Transformers for Stratified Spectropolarimetric Inversion: Proof of Concept
Ryan James Campbell, Mihalis Mathioudakis, Carlos Quintero Noda
TL;DR
Transformers for Stratified Spectropolarimetric Inversion demonstrates a transformer model that maps full-Stokes spectra across 15 lines to atmospheric parameters as a function of optical depth $\log(\tau)$. The method leverages learned spectral positional embeddings and cross-attention to capture non-local spectral dependencies, trained on 3D MHD MANCHA synthetic data and benchmarked against an MLP baseline. Results show higher correlations and more regularized stratifications for magnetic parameters, with robustness to Gaussian noise typical of solar observations, and faster inference enabling large-scale analysis. Cross-attention analyses link the model's focus to physically diagnostic spectral regions, suggesting interpretable behavior and potential utility as an initial guess for inversions, with limitations including synthetic-only training, chromospheric realism, and absence of instrumental effects.
Abstract
Solar spectropolarimetric inversion -- inferring atmospheric conditions from the Stokes vector -- is a key diagnostic tool for understanding solar magnetism, but traditional inversion methods are computationally expensive and sensitive to local minima.

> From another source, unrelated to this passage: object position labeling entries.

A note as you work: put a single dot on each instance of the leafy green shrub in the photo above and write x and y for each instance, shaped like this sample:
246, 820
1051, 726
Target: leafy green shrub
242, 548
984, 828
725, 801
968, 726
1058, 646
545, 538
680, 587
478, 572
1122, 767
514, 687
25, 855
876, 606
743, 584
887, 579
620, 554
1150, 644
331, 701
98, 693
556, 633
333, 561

Advances in artificial intelligence (AI) offer faster solutions, but are often restricted to shallow models or a few spectral lines. We present a proof-of-concept study using a transformer machine learning (ML) model for multi-line, full-Stokes inversion, to infer stratified parameters from synthetic spectra produced from 3D magnetohydrodynamic simulations. We synthesise a large set of Stokes vectors using forward modelling across 15 spectral lines spanning the deep photosphere towards the chromosphere. The model maps full-Stokes input to temperature, magnetic field strength, inclination, azimuth (encoded as $\sin2φ$, $\cos2φ$), and line-of-sight velocity as a function of optical depth. The transformer incorporates an attention mechanism that allows the model to focus on the most informative regions of the spectrum for each inferred parameter, and uses positional embedding to encode wavelength and depth order. We benchmark it against a multilayer perceptron (MLP), test robustness to noise, and assess generalisation. The transformer outperforms the MLP, especially in the higher layers and for magnetic parameters, yielding higher correlations and more regularised stratifications. The model retains strong performance across a range of noise levels typical for real observations, with magnetic parameter inference degrading predictably while temperature and velocity remain stable. We explore attention maps, linking the transformer's learned behaviour to line-formation physics.